Bitten by the ADV bug and a desire to get back to riding more frequently, Pat bought a Kawasaki KLR 650, a bike she acknowledges most people like, but one she said she hated within three months of owning it. So she got rid of it and bought a BMW F800 GS.
“That was the best bike I ever owned in my life. I didn’t want the bigger 1200 because I wanted something that felt more like a dirt bike. I took the 800 to a Cycle World Adventure event and was doing some crazy, fun stuff on it, but I realized that the smaller bike was kind of typical for a woman and I wanted more power, so I got rid of the Beemer and bought a KTM 1190R.”
While Pat was off and on motorcycles as an adult, she taught people to ride horses and mountain bikes, and to cross-country and downhill ski. She also became an empowerment coach and an IT consultant with her own business called Double Diamond Technologies. But her real passion has become using ADV riding to help women gain confidence.
“When women can recognize their own physical strength, that they are self-reliant, and accomplish this (riding motorcycles) then that’s empowering.”
Not content to leave it at that, Pat is now making a forty-year old dream come to life with her first ever ADVWoman Rally to be held this July in Granby, Colorado. All of the instructors are women and they’ll be teaching courses on topics like dirt bike and adventure bike essentials, trailside repairs and fitness. It’s also a way for her to meld her coaching and motorcycle experience into a single event.
“There’s never been an adventure rally in which all instructors are women. I wanted this to be about women helping each other and women helping themselves.

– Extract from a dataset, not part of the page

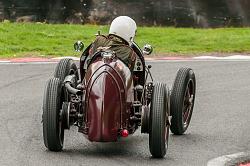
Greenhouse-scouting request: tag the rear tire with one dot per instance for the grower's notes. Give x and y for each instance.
(53, 132)
(182, 100)
(159, 130)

This rally is a vehicle for self-discovery, empowerment, and for women to feel self-directed, self-reliant and capable.”
But not everyone has parents who let their babies grow up to be cowboys…or dirt bike riders. Especially their girls. So what does Pat tell women who’ve either been told they shouldn’t or couldn’t ride, or who have told themselves the same?
“Follow your heart. Follow your dreams. Life’s too short. It’s not that hard if you have the right teacher. It’s safe and the payback is so incredible.”
Waylon and Willie couldn’t have sung it any better than that.